Adopt-A-Crop 2018: Finale

By Nicholas Garber, Conservation Program Manager. 

Our Adopt-A-Crop campaign depends on our members and donors to help us cover the costs of identifying at-risk accessions; planting, growing, harvesting, and then processing seed; and preparing new long-term samples for the future of selected irreplaceable plants. For this year’s tepary bean Adopt-A-Crop, we deepened our commitment to the future of this perfect plant by partnering with farmers to grow the beans in their fields and in or near the seeds’ communities of origin. We see an agricultural future where the seeds in this collection are once again grown in fields and served at meals, and the work with farmers this season helped us to see what success really looks like even when harvests fail.

Our expanding garden at the Native Seeds/SEARCH Conservation Center in Tucson was home to the Pima Beige and Brown tepary beans. Like so much of the collection, these beans have been grown in rhythm with the natural cycles of the desert for generations. We tried to not only honor this farming tradition by planting at the start of the monsoon, but also because there is no better time to plant than when the rains have come! Tepary bean plants emerged just days after planting, and we reaped a 5-pound-harvest -- with the help of all of our stompers, stampers, and prancers who helped us thresh and winnow the pods at our Harvest Party!

Those of you who attended our harvest party also had an opportunity to meet Jon Naranjo, the farmer we partnered with to grow the Paiute Mixed Tepary bean. Jon grows in and around Santa Clara Pueblo in Northern New Mexico, and drought has hit his region hard. Many of Jon’s crops survived, but the tepary beans were under mandatory water restriction when flowering and his crop was lost. Despite this, Jon’s season still ranks as the most successful of the farmers we worked with because for the first time Jon’s teenage son worked the fields with him. All of the work Native Seeds/SEARCH does will be for nothing if we have no farmers to plant these seeds. Jon Jr. now has one challenging season under his belt, and if the delicious watermelons he shared at the harvest party are any indication, he could have a real future in farming.

cutting melon from Jon Naranjo's farm at Native Seeds/Search Harvest Party
Cutting melon from Jon Naranjo's farm at our Harvest Party in November.

 

Engaging young people in agriculture is part of the mission of Ndee Bikiyaa (The People’s Farm) at White Mountain Apache, and these kids are doing really cool things.
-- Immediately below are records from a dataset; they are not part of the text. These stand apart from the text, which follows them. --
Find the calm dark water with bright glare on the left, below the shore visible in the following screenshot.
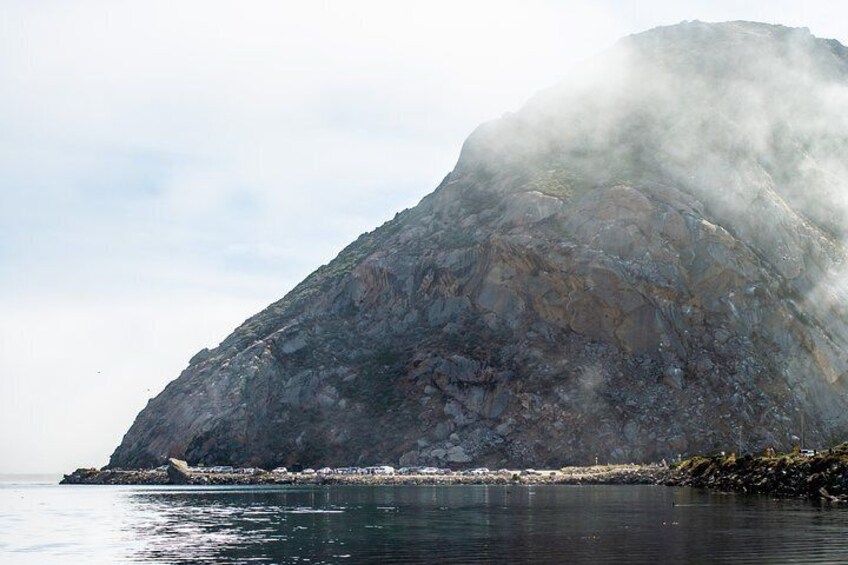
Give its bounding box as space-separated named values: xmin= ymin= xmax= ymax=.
xmin=0 ymin=476 xmax=848 ymax=565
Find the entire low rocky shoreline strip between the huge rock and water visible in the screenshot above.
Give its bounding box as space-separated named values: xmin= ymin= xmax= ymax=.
xmin=60 ymin=443 xmax=848 ymax=503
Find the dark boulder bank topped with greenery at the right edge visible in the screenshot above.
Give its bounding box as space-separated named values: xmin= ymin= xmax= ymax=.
xmin=664 ymin=444 xmax=848 ymax=502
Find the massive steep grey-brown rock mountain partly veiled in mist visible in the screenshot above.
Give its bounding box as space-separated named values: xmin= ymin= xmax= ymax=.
xmin=110 ymin=22 xmax=848 ymax=467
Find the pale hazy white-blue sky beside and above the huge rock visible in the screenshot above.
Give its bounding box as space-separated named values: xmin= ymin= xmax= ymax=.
xmin=0 ymin=0 xmax=848 ymax=473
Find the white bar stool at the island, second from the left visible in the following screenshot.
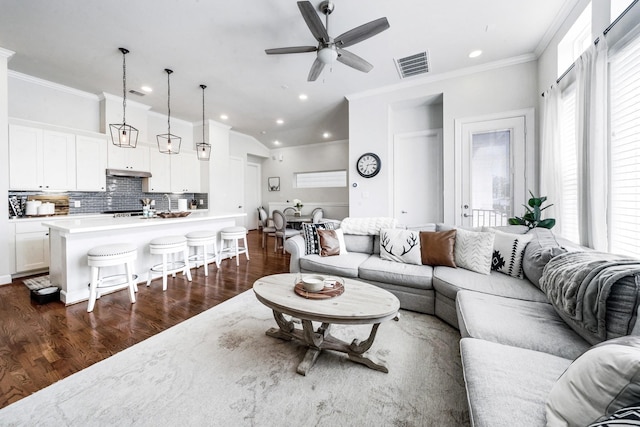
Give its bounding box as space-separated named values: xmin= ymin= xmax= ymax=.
xmin=147 ymin=236 xmax=191 ymax=291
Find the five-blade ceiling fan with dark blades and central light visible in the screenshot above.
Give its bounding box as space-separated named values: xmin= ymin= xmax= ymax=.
xmin=265 ymin=1 xmax=389 ymax=82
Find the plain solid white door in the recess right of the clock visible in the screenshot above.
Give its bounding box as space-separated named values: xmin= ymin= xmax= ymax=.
xmin=393 ymin=130 xmax=443 ymax=225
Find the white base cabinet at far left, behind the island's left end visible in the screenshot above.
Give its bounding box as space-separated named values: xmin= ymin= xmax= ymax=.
xmin=15 ymin=221 xmax=49 ymax=273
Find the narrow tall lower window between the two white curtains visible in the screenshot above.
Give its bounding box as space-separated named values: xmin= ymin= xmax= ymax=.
xmin=559 ymin=85 xmax=580 ymax=243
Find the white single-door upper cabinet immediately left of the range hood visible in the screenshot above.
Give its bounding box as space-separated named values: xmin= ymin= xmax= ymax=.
xmin=76 ymin=135 xmax=109 ymax=191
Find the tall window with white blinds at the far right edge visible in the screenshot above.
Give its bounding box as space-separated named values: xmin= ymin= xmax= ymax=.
xmin=609 ymin=37 xmax=640 ymax=256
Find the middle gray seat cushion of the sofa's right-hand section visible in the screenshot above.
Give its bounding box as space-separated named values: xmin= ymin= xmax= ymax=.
xmin=456 ymin=291 xmax=591 ymax=360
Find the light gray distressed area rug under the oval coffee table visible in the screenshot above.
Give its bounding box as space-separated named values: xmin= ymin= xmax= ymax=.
xmin=0 ymin=290 xmax=469 ymax=427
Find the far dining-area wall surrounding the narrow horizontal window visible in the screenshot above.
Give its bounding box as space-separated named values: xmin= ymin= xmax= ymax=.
xmin=262 ymin=140 xmax=349 ymax=212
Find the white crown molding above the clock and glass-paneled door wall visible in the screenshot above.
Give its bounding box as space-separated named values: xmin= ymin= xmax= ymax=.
xmin=345 ymin=53 xmax=538 ymax=101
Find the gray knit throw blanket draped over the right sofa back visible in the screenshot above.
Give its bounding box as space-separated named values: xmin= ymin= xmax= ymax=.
xmin=540 ymin=251 xmax=640 ymax=340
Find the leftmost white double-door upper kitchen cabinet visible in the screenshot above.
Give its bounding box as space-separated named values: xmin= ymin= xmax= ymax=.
xmin=9 ymin=125 xmax=76 ymax=191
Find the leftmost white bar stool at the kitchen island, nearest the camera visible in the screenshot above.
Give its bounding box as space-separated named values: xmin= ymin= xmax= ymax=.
xmin=87 ymin=243 xmax=138 ymax=313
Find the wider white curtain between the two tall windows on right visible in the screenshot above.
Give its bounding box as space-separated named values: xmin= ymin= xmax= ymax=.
xmin=575 ymin=35 xmax=609 ymax=251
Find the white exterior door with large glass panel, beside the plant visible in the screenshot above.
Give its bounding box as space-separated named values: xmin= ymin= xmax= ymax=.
xmin=459 ymin=116 xmax=526 ymax=227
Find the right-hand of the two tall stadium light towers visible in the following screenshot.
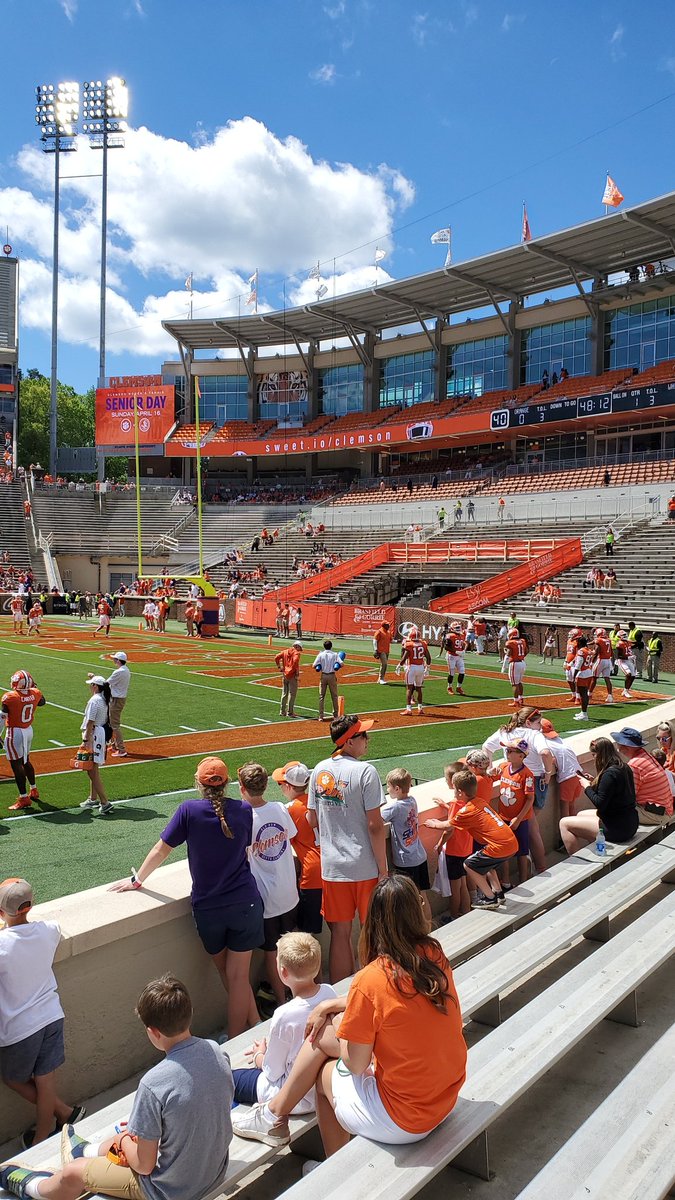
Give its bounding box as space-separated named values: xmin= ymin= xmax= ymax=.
xmin=82 ymin=76 xmax=129 ymax=479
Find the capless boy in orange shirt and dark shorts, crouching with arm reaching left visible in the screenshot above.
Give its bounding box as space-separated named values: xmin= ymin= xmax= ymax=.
xmin=425 ymin=769 xmax=518 ymax=908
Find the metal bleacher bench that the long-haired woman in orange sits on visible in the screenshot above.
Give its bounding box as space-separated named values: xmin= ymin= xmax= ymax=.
xmin=271 ymin=890 xmax=675 ymax=1200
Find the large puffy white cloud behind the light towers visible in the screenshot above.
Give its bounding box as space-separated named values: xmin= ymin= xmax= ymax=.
xmin=0 ymin=118 xmax=414 ymax=355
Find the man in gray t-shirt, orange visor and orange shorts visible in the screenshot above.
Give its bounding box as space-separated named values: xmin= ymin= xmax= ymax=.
xmin=307 ymin=715 xmax=388 ymax=983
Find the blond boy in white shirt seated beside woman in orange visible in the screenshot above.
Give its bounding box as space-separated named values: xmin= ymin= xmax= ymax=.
xmin=233 ymin=934 xmax=336 ymax=1114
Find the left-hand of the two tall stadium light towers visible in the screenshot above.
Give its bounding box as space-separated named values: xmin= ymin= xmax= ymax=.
xmin=35 ymin=83 xmax=79 ymax=475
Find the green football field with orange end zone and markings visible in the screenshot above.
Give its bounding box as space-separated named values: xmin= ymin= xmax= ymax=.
xmin=0 ymin=618 xmax=669 ymax=900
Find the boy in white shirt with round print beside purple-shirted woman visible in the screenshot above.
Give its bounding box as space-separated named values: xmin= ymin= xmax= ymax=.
xmin=238 ymin=762 xmax=299 ymax=1004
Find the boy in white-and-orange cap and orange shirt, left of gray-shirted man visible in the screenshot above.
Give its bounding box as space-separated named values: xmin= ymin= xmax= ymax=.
xmin=271 ymin=760 xmax=323 ymax=934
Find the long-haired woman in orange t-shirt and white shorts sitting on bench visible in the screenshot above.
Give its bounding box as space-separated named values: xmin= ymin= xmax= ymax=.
xmin=232 ymin=875 xmax=466 ymax=1156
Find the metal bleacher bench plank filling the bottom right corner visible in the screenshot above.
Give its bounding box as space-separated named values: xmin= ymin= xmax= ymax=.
xmin=509 ymin=1025 xmax=675 ymax=1200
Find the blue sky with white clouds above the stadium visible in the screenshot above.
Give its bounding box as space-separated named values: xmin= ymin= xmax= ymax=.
xmin=0 ymin=0 xmax=675 ymax=389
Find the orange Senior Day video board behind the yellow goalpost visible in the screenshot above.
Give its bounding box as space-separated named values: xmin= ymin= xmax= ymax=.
xmin=96 ymin=384 xmax=175 ymax=446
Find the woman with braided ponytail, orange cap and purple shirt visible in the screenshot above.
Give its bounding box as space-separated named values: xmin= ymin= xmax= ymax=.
xmin=110 ymin=758 xmax=264 ymax=1038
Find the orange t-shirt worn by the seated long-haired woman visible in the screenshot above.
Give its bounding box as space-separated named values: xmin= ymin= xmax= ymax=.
xmin=336 ymin=943 xmax=466 ymax=1133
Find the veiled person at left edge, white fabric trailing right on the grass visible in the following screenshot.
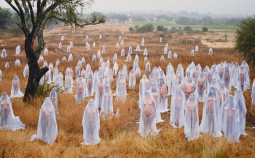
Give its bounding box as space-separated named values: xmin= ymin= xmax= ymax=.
xmin=0 ymin=92 xmax=25 ymax=131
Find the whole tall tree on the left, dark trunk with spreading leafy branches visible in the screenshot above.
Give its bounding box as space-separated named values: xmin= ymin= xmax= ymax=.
xmin=5 ymin=0 xmax=105 ymax=102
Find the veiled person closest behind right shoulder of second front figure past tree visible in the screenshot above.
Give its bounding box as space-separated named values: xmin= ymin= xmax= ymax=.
xmin=101 ymin=83 xmax=113 ymax=116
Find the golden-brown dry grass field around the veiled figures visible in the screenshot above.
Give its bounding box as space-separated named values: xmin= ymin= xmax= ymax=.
xmin=0 ymin=24 xmax=255 ymax=158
Along with the Colonia Morelos Tepary, Shy, Leander, Onah, and Grant among others (with the supervision and support of Clayton and Emily) had a successful harvest of Apache Giant Squash, Apache Brown Stripe Sunflower, and Hopi Purple String Beans. This incredible crew celebrated their season at the 2018 Apache Harvest Festival on the farm at Canyon Day, which was a party to remember. I can still taste the acorn stew and Apache cornbread. We look forward to working more with Ndee Bikiyaa in coming seasons as these fine young students of their people’s traditional farming ways become even better and better farmers and plantspeople.


Cleaning gourds at the White Mountain Apache Harvest Festival.

 

Working with Jeremy King shows that saving the seed is only part of conserving a plant. He grew the Hopi White Tepary Bean in Pasture Canyon outside Moenkopi at Hopi, in fields that have been in cultivation for at least the last 2,000 years. In these fields Jeremy learned to farm from his grandparents, whose practices Jeremy still follows. Jeremy ‘reintroduced’ the seeds to his fields by planting a few of each in different locations. Planting sites in Jeremy’s canyon terrace fields vary with different sun and wind exposures, and -- because his fields wick water from an artesian spring for irrigation, variable water quantities. This gave us an incredible harvest of Hopi Yellow Limas, Hopi Sweet Corn, and Black Dye Sunflower, but after losing one planting to cows, our small harvest of Hopi White Tepary Beans will remain with Jeremy for replanting next year, in the perfect site he discovered this season.

Jeremy King standing in his field in Pasture Canyon at Hopi.

 

Janna Anderson at Pinnacle Farms is a tractor-driving-real-deal. We have worked with Janna to grow I’itoi onions and other crops for several years now, so we wanted her to participate in our Adopt-A-Crop with the Little Tucson Brown Tepary Bean. Janna grows many market vegetables and is very knowledgeable about organic, irrigated agriculture. However, the traditional ways in which these beans were grown can make them poorly adapted to larger scale farming, ironically, because they need so much less than modern varieties. It took until September for us to find a spot where they could be properly deprived of water and celebrated Janna’s successful harvest in November!

With your support on Adopt-A-Crop 2018, we not only secured the future of five different seeds, but preserved some of their human histories, helped develop practices to scale up their production in modern systems, moved meaningful quantities back into the communities where they belong, and hope above hope inspired a few young people to undertake futures in farming. Thank you and Happy Holidays!

Special thanks to those supporters of $100 or more, we will be in touch in the New Year when we ship your adoptee’s seeds to you!